## Assignment 6, 10/10 fun

#### Transitioning from Keras/TensorFlow to PyTorch:

Upon request, this notebook was transformed to Pytorch instead of using the code provided. Bare requirement results were yielded with the original code by decreasing the learning rate to 0.1 and increasing the epochs to 5. This gave 92% test accuracy in the FNN and by adding just another line "layer" in the CNN yielded 97% test accuracy.

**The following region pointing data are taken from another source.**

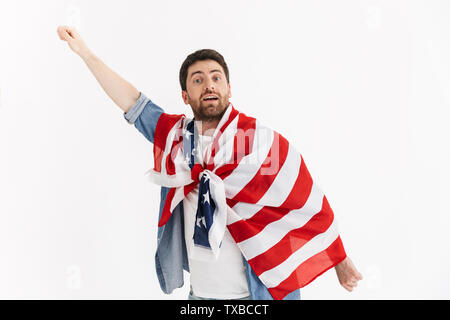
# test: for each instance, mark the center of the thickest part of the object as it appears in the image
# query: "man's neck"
(207, 128)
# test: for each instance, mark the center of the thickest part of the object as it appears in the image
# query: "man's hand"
(74, 40)
(347, 274)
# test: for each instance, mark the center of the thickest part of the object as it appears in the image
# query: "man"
(204, 79)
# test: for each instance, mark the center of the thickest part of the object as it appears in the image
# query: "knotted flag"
(255, 183)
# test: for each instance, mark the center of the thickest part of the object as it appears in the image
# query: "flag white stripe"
(225, 153)
(275, 231)
(250, 164)
(279, 189)
(168, 147)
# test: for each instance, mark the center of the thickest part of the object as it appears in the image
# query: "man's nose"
(209, 85)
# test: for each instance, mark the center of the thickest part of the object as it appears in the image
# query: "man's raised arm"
(123, 93)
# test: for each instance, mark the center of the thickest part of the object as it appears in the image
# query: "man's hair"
(203, 54)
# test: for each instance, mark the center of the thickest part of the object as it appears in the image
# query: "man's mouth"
(210, 98)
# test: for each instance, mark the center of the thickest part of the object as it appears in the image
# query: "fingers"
(66, 33)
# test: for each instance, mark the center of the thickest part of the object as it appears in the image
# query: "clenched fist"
(347, 274)
(74, 40)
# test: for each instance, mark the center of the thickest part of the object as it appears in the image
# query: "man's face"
(205, 79)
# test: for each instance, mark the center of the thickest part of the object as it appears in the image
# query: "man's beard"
(209, 111)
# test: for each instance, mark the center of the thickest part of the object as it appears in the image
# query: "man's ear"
(184, 96)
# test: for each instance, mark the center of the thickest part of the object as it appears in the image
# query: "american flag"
(255, 183)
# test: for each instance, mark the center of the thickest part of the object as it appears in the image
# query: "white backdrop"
(362, 88)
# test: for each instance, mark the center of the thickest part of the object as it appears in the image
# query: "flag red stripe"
(245, 229)
(261, 182)
(310, 269)
(165, 215)
(244, 123)
(163, 126)
(293, 240)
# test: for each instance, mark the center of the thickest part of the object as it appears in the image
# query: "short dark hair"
(199, 55)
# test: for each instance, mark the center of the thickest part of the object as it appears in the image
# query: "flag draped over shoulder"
(255, 183)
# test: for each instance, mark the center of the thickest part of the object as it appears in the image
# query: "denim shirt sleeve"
(144, 114)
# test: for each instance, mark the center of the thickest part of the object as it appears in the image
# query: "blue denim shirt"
(171, 254)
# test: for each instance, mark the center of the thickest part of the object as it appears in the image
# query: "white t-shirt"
(223, 278)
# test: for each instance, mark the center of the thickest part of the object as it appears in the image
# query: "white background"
(361, 88)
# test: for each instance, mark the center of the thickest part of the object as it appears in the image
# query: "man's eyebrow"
(215, 70)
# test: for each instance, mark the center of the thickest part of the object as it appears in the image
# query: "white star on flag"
(206, 197)
(201, 220)
(187, 133)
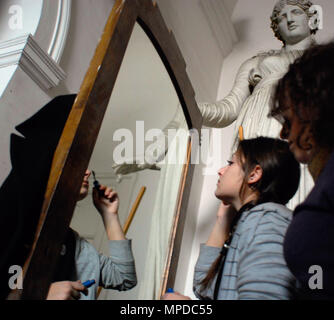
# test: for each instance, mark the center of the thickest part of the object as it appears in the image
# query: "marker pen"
(88, 283)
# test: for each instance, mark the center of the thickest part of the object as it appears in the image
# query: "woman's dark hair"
(279, 181)
(308, 89)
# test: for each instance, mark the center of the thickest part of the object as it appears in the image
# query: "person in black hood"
(22, 193)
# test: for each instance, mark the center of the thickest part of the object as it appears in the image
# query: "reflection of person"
(253, 184)
(248, 103)
(304, 104)
(22, 193)
(81, 261)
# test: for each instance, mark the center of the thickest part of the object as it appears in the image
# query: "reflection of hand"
(66, 290)
(131, 166)
(106, 200)
(174, 296)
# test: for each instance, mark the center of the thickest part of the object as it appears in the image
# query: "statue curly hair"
(308, 88)
(305, 5)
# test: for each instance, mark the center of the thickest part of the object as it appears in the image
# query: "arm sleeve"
(262, 271)
(207, 257)
(224, 112)
(118, 271)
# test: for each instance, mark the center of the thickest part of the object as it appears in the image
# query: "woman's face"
(230, 181)
(293, 24)
(299, 136)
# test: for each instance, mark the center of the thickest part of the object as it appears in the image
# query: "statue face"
(293, 24)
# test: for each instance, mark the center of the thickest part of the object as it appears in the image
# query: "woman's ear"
(255, 175)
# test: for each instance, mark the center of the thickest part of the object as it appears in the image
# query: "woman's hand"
(66, 290)
(106, 200)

*   Replacing Keras layers with equivalent PyTorch `nn.Module` implementations.
*   Using PyTorch's `DataLoader` for data loading and batching.
*   Implementing the training loop using PyTorch's `optim` optimizers and manual gradient management.
*   Adjusting the code to align with PyTorch's tensor-based operations and dynamic computation graph.

In [1]:
import tensorflow as tf
from tensorflow import keras


def load_mnist():
    (x_train, y_train), (x_test, y_test) = keras.datasets.mnist.load_data()

    # Normalize the input data - MNIST data is pixel arrays, so divide by max pixel value 255
    x_train = x_train/255.0
    x_test = x_test/255.0

    # Output is categorical - map from digit target to vector (e.g. 2 -> [0,0,1,0,0,0,0,0,0,0])
    y_train = keras.utils.to_categorical(y_train, num_classes=10)
    y_test = keras.utils.to_categorical(y_test, num_classes=10)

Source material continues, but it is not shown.